PyCon Lithuania 2024

How to Utilize Machine Learning for Better Web Scraping
2024-04-03 , Room 228

Join Tadas Gedgaudas in an enlightening talk on revolutionizing web scraping with machine learning. Uncover how ChatGPT can adapt to website layout changes, making scraping more efficient and reducing maintenance needs. Delve into data structurization with ML, the seamless integration of ChatGPT for parsing, and its practical impact for developers.


In rule-based web scraping, the slightest change in website layout breaks the process, prompting the script overhaul to adapt to a new layout. With machine learning (ML), you don’t have to set up or readjust a dedicated parser for an individual web page. The trained model recognizes prices, descriptions, or anything it was trained to do, even after layout changes.

During his talk, Tadas Gedgaudas, a developer at Oxylabs, will share his knowledge of large language models – ChatGPT in this case – and their integration into the web scraping process.
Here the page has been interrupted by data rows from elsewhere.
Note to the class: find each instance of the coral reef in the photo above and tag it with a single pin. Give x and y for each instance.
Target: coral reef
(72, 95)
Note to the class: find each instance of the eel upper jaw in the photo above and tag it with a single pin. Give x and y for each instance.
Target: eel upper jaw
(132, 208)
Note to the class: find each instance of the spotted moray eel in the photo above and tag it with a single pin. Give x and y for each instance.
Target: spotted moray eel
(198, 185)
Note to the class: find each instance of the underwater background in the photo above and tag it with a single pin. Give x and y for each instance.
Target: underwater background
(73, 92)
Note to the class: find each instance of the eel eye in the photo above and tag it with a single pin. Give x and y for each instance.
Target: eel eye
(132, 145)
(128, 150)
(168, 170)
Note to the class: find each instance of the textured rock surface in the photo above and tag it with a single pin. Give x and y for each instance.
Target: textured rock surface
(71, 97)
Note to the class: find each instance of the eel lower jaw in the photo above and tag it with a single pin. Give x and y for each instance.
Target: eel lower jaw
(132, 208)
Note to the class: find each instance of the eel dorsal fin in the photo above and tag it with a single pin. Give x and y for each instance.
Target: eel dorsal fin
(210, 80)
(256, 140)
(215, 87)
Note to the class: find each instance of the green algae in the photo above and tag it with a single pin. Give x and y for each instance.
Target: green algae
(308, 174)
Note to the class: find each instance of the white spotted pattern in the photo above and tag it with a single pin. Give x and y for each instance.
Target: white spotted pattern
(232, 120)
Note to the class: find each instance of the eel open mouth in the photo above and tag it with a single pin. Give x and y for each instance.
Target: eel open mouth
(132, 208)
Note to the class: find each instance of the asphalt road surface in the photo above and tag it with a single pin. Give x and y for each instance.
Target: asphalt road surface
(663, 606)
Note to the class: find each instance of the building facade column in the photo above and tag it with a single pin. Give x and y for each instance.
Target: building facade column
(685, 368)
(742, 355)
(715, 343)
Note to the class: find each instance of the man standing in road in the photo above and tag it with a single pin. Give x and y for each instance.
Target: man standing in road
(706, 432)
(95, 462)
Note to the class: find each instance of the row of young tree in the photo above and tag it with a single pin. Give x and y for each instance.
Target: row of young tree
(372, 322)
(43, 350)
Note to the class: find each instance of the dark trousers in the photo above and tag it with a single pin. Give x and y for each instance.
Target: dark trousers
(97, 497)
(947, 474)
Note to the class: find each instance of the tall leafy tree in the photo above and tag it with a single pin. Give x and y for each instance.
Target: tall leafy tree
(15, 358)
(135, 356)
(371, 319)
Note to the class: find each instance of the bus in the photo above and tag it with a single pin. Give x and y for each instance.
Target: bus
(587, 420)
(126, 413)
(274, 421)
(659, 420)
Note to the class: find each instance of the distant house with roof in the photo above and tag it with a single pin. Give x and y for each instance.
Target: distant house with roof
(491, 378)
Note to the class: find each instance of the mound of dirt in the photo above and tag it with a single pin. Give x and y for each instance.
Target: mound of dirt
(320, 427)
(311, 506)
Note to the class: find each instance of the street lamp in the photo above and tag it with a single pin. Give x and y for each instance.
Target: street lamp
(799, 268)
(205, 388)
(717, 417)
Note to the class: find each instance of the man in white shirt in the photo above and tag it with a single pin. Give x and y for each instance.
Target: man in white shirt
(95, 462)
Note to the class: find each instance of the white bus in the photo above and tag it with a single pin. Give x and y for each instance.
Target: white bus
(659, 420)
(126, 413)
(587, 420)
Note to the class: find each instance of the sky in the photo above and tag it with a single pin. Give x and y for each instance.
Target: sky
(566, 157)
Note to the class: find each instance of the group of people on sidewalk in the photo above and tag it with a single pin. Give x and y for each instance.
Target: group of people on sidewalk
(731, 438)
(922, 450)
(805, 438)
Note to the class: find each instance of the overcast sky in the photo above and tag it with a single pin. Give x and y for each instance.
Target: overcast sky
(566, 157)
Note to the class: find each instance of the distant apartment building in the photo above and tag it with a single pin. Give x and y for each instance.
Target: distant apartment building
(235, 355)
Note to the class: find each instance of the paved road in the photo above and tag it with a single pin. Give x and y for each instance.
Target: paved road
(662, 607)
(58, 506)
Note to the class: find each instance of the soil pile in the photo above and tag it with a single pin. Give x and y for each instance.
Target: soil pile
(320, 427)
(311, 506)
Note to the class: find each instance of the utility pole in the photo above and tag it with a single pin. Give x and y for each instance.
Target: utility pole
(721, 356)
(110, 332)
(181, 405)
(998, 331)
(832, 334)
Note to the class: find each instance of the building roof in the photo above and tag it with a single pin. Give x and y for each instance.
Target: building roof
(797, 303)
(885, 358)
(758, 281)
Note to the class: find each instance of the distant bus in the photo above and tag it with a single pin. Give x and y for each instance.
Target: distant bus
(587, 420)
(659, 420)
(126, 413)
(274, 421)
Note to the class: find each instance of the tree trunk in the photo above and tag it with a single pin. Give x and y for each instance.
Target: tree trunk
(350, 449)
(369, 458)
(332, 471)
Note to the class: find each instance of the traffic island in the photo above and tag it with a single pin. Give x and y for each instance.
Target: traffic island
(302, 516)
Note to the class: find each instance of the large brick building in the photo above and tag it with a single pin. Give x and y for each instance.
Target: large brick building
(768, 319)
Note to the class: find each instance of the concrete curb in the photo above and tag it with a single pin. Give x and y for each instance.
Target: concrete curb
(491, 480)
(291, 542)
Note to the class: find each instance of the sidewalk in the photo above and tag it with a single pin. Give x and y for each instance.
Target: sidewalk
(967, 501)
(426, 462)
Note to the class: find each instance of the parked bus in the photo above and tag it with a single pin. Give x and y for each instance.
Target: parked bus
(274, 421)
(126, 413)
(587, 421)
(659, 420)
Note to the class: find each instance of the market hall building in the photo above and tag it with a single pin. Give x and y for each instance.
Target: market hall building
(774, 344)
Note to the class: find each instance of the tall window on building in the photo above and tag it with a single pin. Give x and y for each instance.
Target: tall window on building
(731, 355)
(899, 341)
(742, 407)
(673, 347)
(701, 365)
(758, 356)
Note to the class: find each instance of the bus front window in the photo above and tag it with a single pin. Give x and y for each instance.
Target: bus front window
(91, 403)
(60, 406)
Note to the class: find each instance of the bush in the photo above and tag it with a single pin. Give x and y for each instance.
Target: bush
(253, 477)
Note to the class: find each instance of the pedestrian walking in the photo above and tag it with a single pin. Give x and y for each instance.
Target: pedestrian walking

Tadas will cover the following:
➡️ Nuances of data structurization with and without ML.
➡️ A walkthrough of getting, preparing, and submitting data to ChatGPT.
➡️ A detailed demo of combining ChatGPT with Oxylabs Web Scraper API to scrape and parse web pages without building your own tools.

The talk is an essential stepping stone for developers and decision-makers to understand how ML-enabled parsing saves time, drastically reduces maintenance, and turns any website into structured data.

For your convenience, Tadas has provided code samples of his presentation. You can access an open-source Oxy® Parser library here: https://github.com/oxylabs/OxyParser.

From the very beginning of his software development career, Tadas focused on web data extraction. In fact, his very first project was a web scraper. As a web scraping engineer, Tadas is product-minded and, one could say, obsessed with making software as performant as possible. In turn, he practices productivity tracking and even dedicates his pastime to crafting an open-source ML-powered data parsing library.